I’m blogging about my last year at Vanderbilt at Goodbye, Day Job!. Guest posts alternate with my own posts about preparing to leave a “regular” job with a paycheck, benefits, social contacts, and interesting coworkers (I’m including my students in that group!) for the uncertain world of working for myself. A new post every Wednesday!

Q: I know that you’re deeply connected to the YA writer community. What are the benefits of engaging with author writers? And what’s the best way for a new author to reach out to others?

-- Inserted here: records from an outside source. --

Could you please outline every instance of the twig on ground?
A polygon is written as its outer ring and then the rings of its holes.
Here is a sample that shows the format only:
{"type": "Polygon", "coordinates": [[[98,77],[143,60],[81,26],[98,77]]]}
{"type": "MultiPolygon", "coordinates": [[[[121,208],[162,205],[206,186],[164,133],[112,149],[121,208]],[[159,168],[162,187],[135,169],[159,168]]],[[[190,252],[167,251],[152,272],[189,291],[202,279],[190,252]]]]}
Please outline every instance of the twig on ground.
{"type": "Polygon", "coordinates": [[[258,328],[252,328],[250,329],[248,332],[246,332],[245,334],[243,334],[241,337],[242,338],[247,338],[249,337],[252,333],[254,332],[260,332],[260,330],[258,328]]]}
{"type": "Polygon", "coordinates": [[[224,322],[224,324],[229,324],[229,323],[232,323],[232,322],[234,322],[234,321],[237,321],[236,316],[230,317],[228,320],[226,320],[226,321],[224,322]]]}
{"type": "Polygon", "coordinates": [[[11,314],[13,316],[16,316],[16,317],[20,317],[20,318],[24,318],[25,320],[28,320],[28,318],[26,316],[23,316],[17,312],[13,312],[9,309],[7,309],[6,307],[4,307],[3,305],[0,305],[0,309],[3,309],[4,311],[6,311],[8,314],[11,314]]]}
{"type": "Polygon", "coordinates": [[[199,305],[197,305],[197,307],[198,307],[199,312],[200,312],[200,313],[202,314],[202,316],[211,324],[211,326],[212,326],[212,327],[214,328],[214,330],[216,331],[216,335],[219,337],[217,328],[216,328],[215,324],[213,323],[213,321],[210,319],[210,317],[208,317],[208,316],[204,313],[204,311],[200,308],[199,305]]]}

A: You’re asking this at a very good time. I just spent the weekend at the annual conference of the Midsouth (Tennessee/Kentucky) chapter of the Society of Children’s Book Writers and Illustrators, a 22,000-member international organization. As always, the conference was stimulating and educational, but above all a wonderful networking opportunity. Children’s writers are the most generous and interesting people I’ve ever met, and I’m thrilled that I’ll be able to spend more time with them. You don’t have to be published to join, so if this is something that interests you, I highly recommend that you join.

Q: Inquiring minds want to know. What do you have in the works? What can we look forward to?

A: I’m working on a YA manuscript set in the Roman Empire. It’s still too new and fragile to talk about, but it involves an Etruscan slave girl, a mysterious prophecy, a guilty secret, murder, love, teen angst—I’ll share more when I think it’s sturdy enough to bear a little scrutiny without bruising!

I look forward to posting here on the 20th of every month on all aspects of young-adult historical fiction.